This resonates so beautifully with the gospel lesson today. Luke tells us that two disciples were walking to Emmaus from Jerusalem on Easter day. As they walked the seven or so miles between the two cities, they discussed everything that happened in the past week. They likely talked about the parade where Jesus rode into town on a donkey as people waved their coats and palm branches. They likely talked about how Jesus flipped over tables in the temple and went toe-to-toe with the religious authorities. They likely talked about how Jesus ate a sumptuous meal with his disciples, and how later that evening he was arrested in the garden. I’m sure they talked about how Jesus was condemned to death and crucified between two criminals. They certainly talked about how some women from the group had told them unbelievable news earlier that morning. And they were sad. Luke says that they were sad.

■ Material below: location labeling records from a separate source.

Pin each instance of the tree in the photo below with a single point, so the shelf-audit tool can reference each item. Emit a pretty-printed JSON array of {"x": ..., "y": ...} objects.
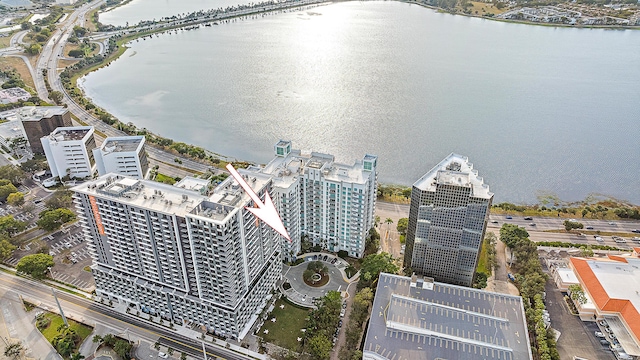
[
  {"x": 10, "y": 226},
  {"x": 35, "y": 265},
  {"x": 372, "y": 266},
  {"x": 320, "y": 347},
  {"x": 76, "y": 356},
  {"x": 403, "y": 224},
  {"x": 123, "y": 348},
  {"x": 6, "y": 249},
  {"x": 6, "y": 188},
  {"x": 56, "y": 96},
  {"x": 52, "y": 219},
  {"x": 510, "y": 234},
  {"x": 15, "y": 199},
  {"x": 60, "y": 199},
  {"x": 13, "y": 349}
]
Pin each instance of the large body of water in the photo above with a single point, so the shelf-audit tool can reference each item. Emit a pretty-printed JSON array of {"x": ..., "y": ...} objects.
[{"x": 536, "y": 109}]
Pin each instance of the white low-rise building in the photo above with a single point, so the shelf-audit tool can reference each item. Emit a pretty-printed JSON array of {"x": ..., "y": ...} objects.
[
  {"x": 69, "y": 151},
  {"x": 124, "y": 155}
]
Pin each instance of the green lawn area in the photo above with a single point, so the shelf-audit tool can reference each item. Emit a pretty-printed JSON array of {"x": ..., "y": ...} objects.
[
  {"x": 285, "y": 331},
  {"x": 56, "y": 320},
  {"x": 482, "y": 262},
  {"x": 165, "y": 179}
]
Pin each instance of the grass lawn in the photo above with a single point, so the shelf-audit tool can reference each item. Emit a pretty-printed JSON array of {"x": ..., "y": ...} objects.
[
  {"x": 56, "y": 320},
  {"x": 285, "y": 331},
  {"x": 165, "y": 179}
]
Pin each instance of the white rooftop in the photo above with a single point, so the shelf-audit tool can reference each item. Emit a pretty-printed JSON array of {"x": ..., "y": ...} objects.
[
  {"x": 454, "y": 170},
  {"x": 286, "y": 169},
  {"x": 227, "y": 197}
]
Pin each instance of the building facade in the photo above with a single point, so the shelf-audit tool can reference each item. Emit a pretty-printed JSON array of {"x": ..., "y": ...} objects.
[
  {"x": 447, "y": 221},
  {"x": 328, "y": 203},
  {"x": 69, "y": 151},
  {"x": 40, "y": 121},
  {"x": 124, "y": 155},
  {"x": 177, "y": 254}
]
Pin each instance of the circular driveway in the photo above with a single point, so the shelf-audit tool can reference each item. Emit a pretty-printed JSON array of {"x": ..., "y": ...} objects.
[{"x": 304, "y": 294}]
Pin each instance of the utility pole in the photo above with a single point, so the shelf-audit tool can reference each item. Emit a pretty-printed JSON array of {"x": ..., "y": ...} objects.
[{"x": 64, "y": 318}]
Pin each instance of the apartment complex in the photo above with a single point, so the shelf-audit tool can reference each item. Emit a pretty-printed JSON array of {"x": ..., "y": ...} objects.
[
  {"x": 419, "y": 319},
  {"x": 124, "y": 155},
  {"x": 329, "y": 203},
  {"x": 69, "y": 151},
  {"x": 447, "y": 221},
  {"x": 177, "y": 254},
  {"x": 40, "y": 121}
]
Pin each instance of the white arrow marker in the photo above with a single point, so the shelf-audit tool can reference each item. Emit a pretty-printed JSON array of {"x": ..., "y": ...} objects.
[{"x": 265, "y": 211}]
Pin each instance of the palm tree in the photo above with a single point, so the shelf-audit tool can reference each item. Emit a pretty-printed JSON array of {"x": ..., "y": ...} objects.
[
  {"x": 389, "y": 221},
  {"x": 76, "y": 356}
]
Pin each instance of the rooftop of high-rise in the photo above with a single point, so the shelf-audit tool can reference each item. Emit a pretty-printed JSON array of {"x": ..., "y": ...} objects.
[
  {"x": 285, "y": 169},
  {"x": 121, "y": 144},
  {"x": 227, "y": 197},
  {"x": 70, "y": 133},
  {"x": 454, "y": 170}
]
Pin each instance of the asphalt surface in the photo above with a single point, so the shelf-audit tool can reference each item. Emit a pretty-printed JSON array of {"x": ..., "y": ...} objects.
[{"x": 92, "y": 313}]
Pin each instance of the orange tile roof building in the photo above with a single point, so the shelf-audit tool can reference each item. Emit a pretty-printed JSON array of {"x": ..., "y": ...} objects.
[{"x": 612, "y": 287}]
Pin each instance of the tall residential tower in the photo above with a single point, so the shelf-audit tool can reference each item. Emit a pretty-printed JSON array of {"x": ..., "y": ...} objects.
[
  {"x": 329, "y": 203},
  {"x": 447, "y": 220},
  {"x": 177, "y": 254}
]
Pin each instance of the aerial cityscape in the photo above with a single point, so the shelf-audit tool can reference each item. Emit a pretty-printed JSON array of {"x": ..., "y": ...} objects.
[{"x": 302, "y": 179}]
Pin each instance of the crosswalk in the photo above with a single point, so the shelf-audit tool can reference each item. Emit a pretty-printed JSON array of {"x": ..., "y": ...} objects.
[{"x": 69, "y": 280}]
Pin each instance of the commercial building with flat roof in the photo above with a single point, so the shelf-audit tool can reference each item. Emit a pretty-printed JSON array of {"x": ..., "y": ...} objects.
[
  {"x": 419, "y": 319},
  {"x": 447, "y": 221},
  {"x": 40, "y": 121},
  {"x": 329, "y": 203},
  {"x": 196, "y": 260},
  {"x": 612, "y": 288},
  {"x": 123, "y": 155},
  {"x": 69, "y": 151}
]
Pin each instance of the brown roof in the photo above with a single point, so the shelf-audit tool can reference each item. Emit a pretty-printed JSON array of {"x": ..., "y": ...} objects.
[{"x": 600, "y": 297}]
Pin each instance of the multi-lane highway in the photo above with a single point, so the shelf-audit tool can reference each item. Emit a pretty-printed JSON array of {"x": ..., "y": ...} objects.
[{"x": 93, "y": 313}]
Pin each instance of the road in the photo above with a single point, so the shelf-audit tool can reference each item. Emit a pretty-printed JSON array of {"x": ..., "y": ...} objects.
[{"x": 92, "y": 313}]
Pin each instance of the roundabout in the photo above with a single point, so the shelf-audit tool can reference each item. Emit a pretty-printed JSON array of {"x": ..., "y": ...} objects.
[{"x": 313, "y": 278}]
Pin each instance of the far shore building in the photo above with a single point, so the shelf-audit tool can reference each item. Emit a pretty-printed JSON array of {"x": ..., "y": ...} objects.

While they were walking, a stranger joined them. We know that the stranger is Jesus, but the two disciples do not. When Jesus asked why they were sad, the disciple named Cleopas couldn’t believe that there was anyone who didn’t know about what happened in the past week. Nevertheless, Cleopas told Jesus why they were sad. He told Jesus about the prophet who had come to redeem Israel and how the prophet had been condemned to death and crucified. Cleopas says, “But we had hoped that he was the one to redeem Israel.” We had hoped that he was the one to redeem Israel—there is no sadder line in all the gospels. The disciples were sad because all their hopes and dreams were wrapped up in Jesus, and he was executed. They hoped Jesus would put a Jewish regent on the throne; they hoped Jesus would end the ethnic and religious persecution that helped Rome to thrive; they hoped Jesus would help them stand up after they had been on their knees for centuries. They had hoped, they had dreamed, but in the end Jesus clashed with power and lost. All of it was lost, all of it was shattered, all of it was so terribly sad.

It was into this sadness that Jesus showed up and walked with the two disciples. While they were walking, Jesus opened their minds to the Scriptures and they understood that everything happened as planned. When the three reached Emmaus—and remember that the disciples still don’t know that its Jesus—the disciples invited Jesus to stay the night. As they sat at a table together, Jesus took a loaf of bread, blessed and broke it, and gave it them. At that moment, in the twinkling of an eye, their eyes were opened and they recognized Jesus; in that moment they knew that the women had told the truth. Then, as Jesus is known to do, he disappeared quickly, leaving the disciples in awe and wonder. The disciples got up from the table and ran back to Jerusalem to tell the others that Jesus had risen from the dead. Jesus showed up in the midst of profound loss and sadness, and in showing up the disciples were changed: their sadness was changed to joy, their despair was turned to hope, their disbelief was turned to faith.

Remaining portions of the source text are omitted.